Ha parlato di sicurezza alimentare, un tema importante insieme alla tracciabilità dei cibi, specie per il made in Italy. Quali tecnologie possiamo impiegare per tutelare aziende e consumatori?
«Il Qr code su ogni prodotto, che contenga tutte le indicazioni di produzione e provenienza, sarebbe una tutela per tutti, aiuterebbe la filiera, spesso danneggiata dalle notizie di prodotti contraffatti. Ormai le app sono di uso comune e questa tecnologia potrebbe fornire informazioni nutrizionali, insieme all’impatto ambientale della sua produzione e sarebbe un’importante fonte di educazione per il consumatore».
L’Italia come sta rispondendo a livello di innovazione tecnologica in agricoltura?
«Ci sono diverse aziende che si stanno riconfigurando, negli ultimi anni c’è stato un aumento di investimenti tecnologici in ambito agricolo di circa il 25%, significa che c’è un’attenzione a cui va abbinata anche una conservazione del territorio con le tecnologie moderne».

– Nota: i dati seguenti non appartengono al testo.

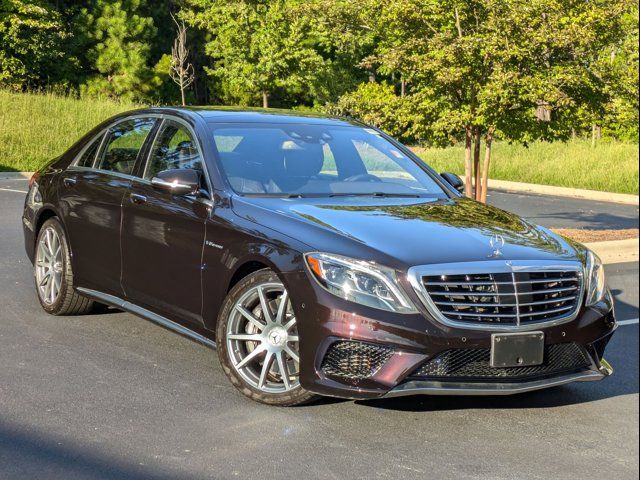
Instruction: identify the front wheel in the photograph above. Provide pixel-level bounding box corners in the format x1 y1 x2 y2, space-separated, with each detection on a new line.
216 269 314 406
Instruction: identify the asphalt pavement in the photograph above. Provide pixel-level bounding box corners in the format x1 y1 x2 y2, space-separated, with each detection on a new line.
0 181 638 480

Polo di innovazione e di ricerca è il progetto della Città della conoscenza, che prevede la riconversione del sito della Vela di Calatrava a Roma. A che punto siamo?
«A buon punto. È un argomento che dovrebbe rientrare nei temi del Recovery Fund, perché il progetto prevede un centro che punta alla valorizzazione scientifica ed alle nuove tecnologie, con la rivalutazione del territorio. Sarà una struttura che connette ricerca e mondo della produzione, un esempio per usare i migliori talenti universitari per costituire startup e favorire il rilancio produttivo del paese. Un polo che potrebbe offrire oltre 14 mila posti di lavoro».